2.Het geding in hoger beroep

2.1
De vader is op 20 juli 2022 in hoger beroep gekomen van de beschikking van 12 mei 2022.
2.2
De mondelinge behandeling heeft op 17 november 2022 plaatsgevonden. Verschenen zijn:
-de advocaat van de vader;
-de advocaat van de moeder;
- de raad, vertegenwoordigd door I. Stuifbergen.
Hoewel behoorlijk opgeroepen is de GI niet verschenen.

3.De feiten

3.1
Uit de (inmiddels verbroken) relatie van de vader en de moeder is geboren:
- [minderjarige] , [in] 2015.
Bij beschikking van de rechtbank van 9 december 2020 is het gezamenlijk gezag van de ouders beëindigd. Sindsdien oefent de moeder alleen het gezag uit over [minderjarige] . De beschikking van 9 december 2020 is door dit hof bekrachtigd bij beschikking van 26 oktober 2021.
3.2
Bij beschikking van de rechtbank van 23 februari 2016 is [minderjarige] onder toezicht gesteld. De ondertoezichtstelling is nadien telkens verlengd, laatstelijk tot 23 mei 2022. Op 29 maart 2022 heeft de GI om verlenging verzocht, welk verzoek heeft geleid tot de bestreden beschikking.

4.De omvang van het geschil

4.1
Bij de bestreden beschikking is het verzoek van de GI, inhoudende de ondertoezichtstelling van [minderjarige] te verlengen voor de duur van twaalf maanden, afgewezen.
4.2
De vader verzoekt, met vernietiging van de bestreden beschikking, het verzoek van de GI (alsnog) toe te wijzen en te bepalen dat de ondertoezichtstelling van [minderjarige] conform dat verzoek wordt verlengd.
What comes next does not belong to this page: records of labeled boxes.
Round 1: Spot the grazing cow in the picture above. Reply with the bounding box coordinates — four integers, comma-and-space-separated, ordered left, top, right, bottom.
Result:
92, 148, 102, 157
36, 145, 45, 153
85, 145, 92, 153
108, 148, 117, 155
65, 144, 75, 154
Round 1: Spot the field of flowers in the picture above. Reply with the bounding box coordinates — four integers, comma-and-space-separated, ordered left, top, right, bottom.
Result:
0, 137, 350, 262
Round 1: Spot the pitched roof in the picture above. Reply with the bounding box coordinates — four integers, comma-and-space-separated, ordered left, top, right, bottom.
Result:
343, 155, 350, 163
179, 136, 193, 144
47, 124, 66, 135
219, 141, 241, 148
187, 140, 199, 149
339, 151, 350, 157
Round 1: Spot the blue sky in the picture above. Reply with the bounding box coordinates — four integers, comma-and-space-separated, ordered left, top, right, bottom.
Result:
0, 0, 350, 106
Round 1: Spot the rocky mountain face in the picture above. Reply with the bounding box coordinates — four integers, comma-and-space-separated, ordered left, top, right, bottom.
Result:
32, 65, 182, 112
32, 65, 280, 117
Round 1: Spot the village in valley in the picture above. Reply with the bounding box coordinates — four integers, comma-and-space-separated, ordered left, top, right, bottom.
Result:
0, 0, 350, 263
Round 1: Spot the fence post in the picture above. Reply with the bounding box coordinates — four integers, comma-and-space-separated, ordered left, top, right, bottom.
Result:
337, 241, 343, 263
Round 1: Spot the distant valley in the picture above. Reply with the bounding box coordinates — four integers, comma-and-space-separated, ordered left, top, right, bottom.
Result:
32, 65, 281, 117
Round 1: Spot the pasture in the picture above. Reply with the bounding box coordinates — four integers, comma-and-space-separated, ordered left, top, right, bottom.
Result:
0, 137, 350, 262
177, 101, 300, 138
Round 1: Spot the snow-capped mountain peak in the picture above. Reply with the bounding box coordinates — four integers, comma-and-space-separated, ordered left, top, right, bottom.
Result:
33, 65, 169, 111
5.De motivering van de beslissing

Uit het arrest van de Hoge Raad van 12 september 2014, ECLI:NL:HR:2014:2665 volgt dat de vader, sinds hij niet meer met het gezag is belast, in het kader van de ondertoezichtstelling niet langer kan worden beschouwd als belanghebbende in de zin van artikel 798, lid 1, Wetboek van Burgerlijke Rechtsvordering. Het inleidende verzoek tot verlenging van de ondertoezichtstelling dat heeft geleid tot de bestreden beschikking is ingediend door de GI. Een en ander leidt tot de conclusie dat de vader niet de bevoegdheid toekomt hoger beroep in te stellen tegen de bestreden beslissing. Hij is daarom in het hoger beroep niet-ontvankelijk.

6.De beslissing

het hof:
Verklaart de vader niet-ontvankelijk in het hoger beroep.
Deze beschikking is gegeven door mr. J. Kloosterhuis, mr. A.N. van de Beek en mr. M.F.G.H. Beckers, op 17 november 2022 in het openbaar uitgesproken door de voorzitter in tegenwoordigheid van de griffier en op 29 november 2022 schriftelijk uitwerkt en ondertekend door de voorzitter en de griffier.